C++ Call by Reference: Using pointers [With Examples]

In this article, you'll learn to pass pointers as an argument to the function, and use it efficiently in your program.
Passing C++ pointers to a function

In C++ Functions article, you learned about passing arguments to a function. This method used is called passing by value because the actual value is passed.

However, there is another way of passing an argument to a function where where the actual value of the argument is not passed. Instead, only the reference to that value is passed.


Example 1: Passing by reference without pointers

#include <iostream>
using namespace std;

// Function prototype
void swap(int&, int&);

int main()
{
    int a = 1, b = 2;
    cout << "Before swapping" << endl;
    cout << "a = " << a << endl;
    cout << "b = " << b << endl;

    swap(a, b);

    cout << "\nAfter swapping" << endl;
    cout << "a = " << a << endl;
    cout << "b = " << b << endl;

    return 0;
}

void swap(int& n1, int& n2) {
    int temp;
    temp = n1;
    n1 = n2;
    n2 = temp;
}

Output

Before swapping
a = 1
b = 2

After swapping
a = 2
b = 1

In main(), two integer variables a and b are defined. And those integers are passed to a function swap() by reference.

Compiler can identify this is pass by reference because function definition is void swap(int& n1, int& n2) (notice the & sign after data type).

Only the reference (address) of the variables a and b are received in the swap() function and swapping takes place in the original address of the variables.

In the swap() function, n1 and n2 are formal arguments which are actually same as variables a and b respectively.

There is another way of doing this same exact task using pointers.


Example 2: Passing by reference using pointers

#include <iostream>
using namespace std;

// Function prototype
void swap(int*, int*);

int main()
{
    int a = 1, b = 2;
    cout << "Before swapping" << endl;
    cout << "a = " << a << endl;
    cout << "b = " << b << endl;

    swap(&a, &b);

    cout << "\nAfter swapping" << endl;
    cout << "a = " << a << endl;
    cout << "b = " << b << endl;
    return 0;
}

void swap(int* n1, int* n2) {
    int temp;
    temp = *n1;
    *n1 = *n2;
    *n2 = temp;
}

The output of this example is same as before.

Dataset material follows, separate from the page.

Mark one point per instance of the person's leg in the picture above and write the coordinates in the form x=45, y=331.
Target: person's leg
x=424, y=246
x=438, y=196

In this case, the address of variable is passed during function call rather than the variable itself.

swap(&a, &b); // &a is address of a and &b is address of b

Since the address is passed instead of value, dereference operator must be used to access the value stored in that address.

void swap(int* n1, int* n2) { 
 ... .. ...
}

The *n1 and *n2 gives the value stored at address n1 and n2 respectively.

Since n1 contains the address of a, anything done to *n1 changes the value of a in main() function as well. Similarly, b will have same value as *n2.